Bon, pour de vrai, je me retrouve plutôt à Markarth, dans le musée dwemer de Calcelmo. Parce que les ruines, elles sont impressionnantes et belles, certes. On y croise bien des araignées, des sphères et même des centurions dwemers encore en état de marche (et des falmers, mais ce n’est pas le sujet). Pour espérer découvrir comment que tout ça fonctionne, c’est plutôt dans les livres qu’il faudra se pencher.

Première chose à savoir, les dwemers ne sont en fait pas des nains. Alors, certes, ils vivaient sous la montagne, creusaient le jour, buvaient la nuit (forcément) et ne semblaient pas trop aimer ceux de la surface, mais il n’empêche, c’étaient des elfes. Dwemer signifie Elfe des profondeurs, mais étant proche de dwarf, ces cons de nordiques en ont déduit que les dwemers étaient des nains… Heureusement que notre cher Calcelmo est là pour rétablir la vérité, il l’explique très simplement dans sa série d’ouvrages intitulée, ironiquement, Les Nains, Race Perdue de Tamriel.

Bien plus enclins à la logique et la science que leurs cousins des montagnes (ou des îles avec un gros volcan au milieu), les « Nains » allaient même jusqu’à accorder de meilleures places sociales aux ingénieurs et savants. Ainsi, le bras droit du roi pouvait être un architecte. Pour aller plus loin, les dwemers se disaient athées, refusant tout culte aedrique ou daedrique. Au passage, ils ont aussi été un peu esclavagistes puisqu’ils ont d’abord accueillis les falmers qui essuyaient une défaite face aux nordiques pour mieux les asservir par la suite, pas très sympa, entre cousins…

Leur goût prononcé pour la logique laisse peu de place à la fantaisie, les vestiges des villes souterraines se ressemblent beaucoup dans leur structure et surtout leur design.

Les structures les plus intéressantes à découvrir seraient les Animachineries, usines à automates où prennent vie araignées, sphères et centurions. Comment les Nains réussissaient à donner vie à de si nombreuses machines est resté malheureusement un mystère. Faites de métal dwemer (impossible à reproduire, soit dit en passant), inaltérable, fonctionnant à la vapeur ou grâce à l’énergie magique (on retrouve notamment des pierres d’âme sur elles), elles ont traversé les ères sans faiblir et sont restées mortellement efficaces. On peut observer que les centurions sont extrêmement résistants aux dégâts élémentaires et utilisent la vapeur pour brûler et aveugler leurs ennemis. Les araignées sont très agiles, ne lâchent rien et sont capable de vous électrocuter ou empoisonner. Quant aux sphères, elles roulent vers vous et s’ouvrent soudainement en guerriers armés, ça surprend la première fois !
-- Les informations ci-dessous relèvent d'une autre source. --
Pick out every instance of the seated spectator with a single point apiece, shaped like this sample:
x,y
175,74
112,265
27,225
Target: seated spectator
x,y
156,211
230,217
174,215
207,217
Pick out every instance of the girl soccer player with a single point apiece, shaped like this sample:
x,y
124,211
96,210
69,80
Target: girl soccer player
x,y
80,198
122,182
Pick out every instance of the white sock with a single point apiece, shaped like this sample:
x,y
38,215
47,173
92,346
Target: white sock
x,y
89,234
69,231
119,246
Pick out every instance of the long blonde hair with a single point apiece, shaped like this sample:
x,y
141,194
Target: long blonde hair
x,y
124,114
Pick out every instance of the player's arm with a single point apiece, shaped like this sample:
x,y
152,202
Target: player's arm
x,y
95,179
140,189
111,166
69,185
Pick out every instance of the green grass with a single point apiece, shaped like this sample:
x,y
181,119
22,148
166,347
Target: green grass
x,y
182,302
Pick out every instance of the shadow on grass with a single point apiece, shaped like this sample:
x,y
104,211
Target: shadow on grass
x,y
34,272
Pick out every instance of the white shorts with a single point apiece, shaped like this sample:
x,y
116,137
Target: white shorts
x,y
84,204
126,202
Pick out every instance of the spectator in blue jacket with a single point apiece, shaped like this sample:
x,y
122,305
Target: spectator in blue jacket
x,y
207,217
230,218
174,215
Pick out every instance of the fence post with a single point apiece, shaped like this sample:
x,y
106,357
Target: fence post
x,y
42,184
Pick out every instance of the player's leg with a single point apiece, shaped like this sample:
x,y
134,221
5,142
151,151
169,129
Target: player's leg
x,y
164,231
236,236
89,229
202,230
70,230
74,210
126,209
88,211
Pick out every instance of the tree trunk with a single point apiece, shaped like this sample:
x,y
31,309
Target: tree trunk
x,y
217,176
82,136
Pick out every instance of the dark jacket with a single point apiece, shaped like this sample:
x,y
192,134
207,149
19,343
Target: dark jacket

Oui, l’observation est possible, mais les secrets de fabrication, pour l’instant, demeurent.

La boule surprise – Extrait de Secrets des animoncules dwemers

Autre mystère, encore plus troublant, est qu’ils aient, semble-t-il, disparu subitement. Serait-ce la faute de guerres intestines, générées par une course à l’obtention d’un matériau supérieur, l’aéthérium ? C’est la seule piste envisageable du côté de Bordeciel…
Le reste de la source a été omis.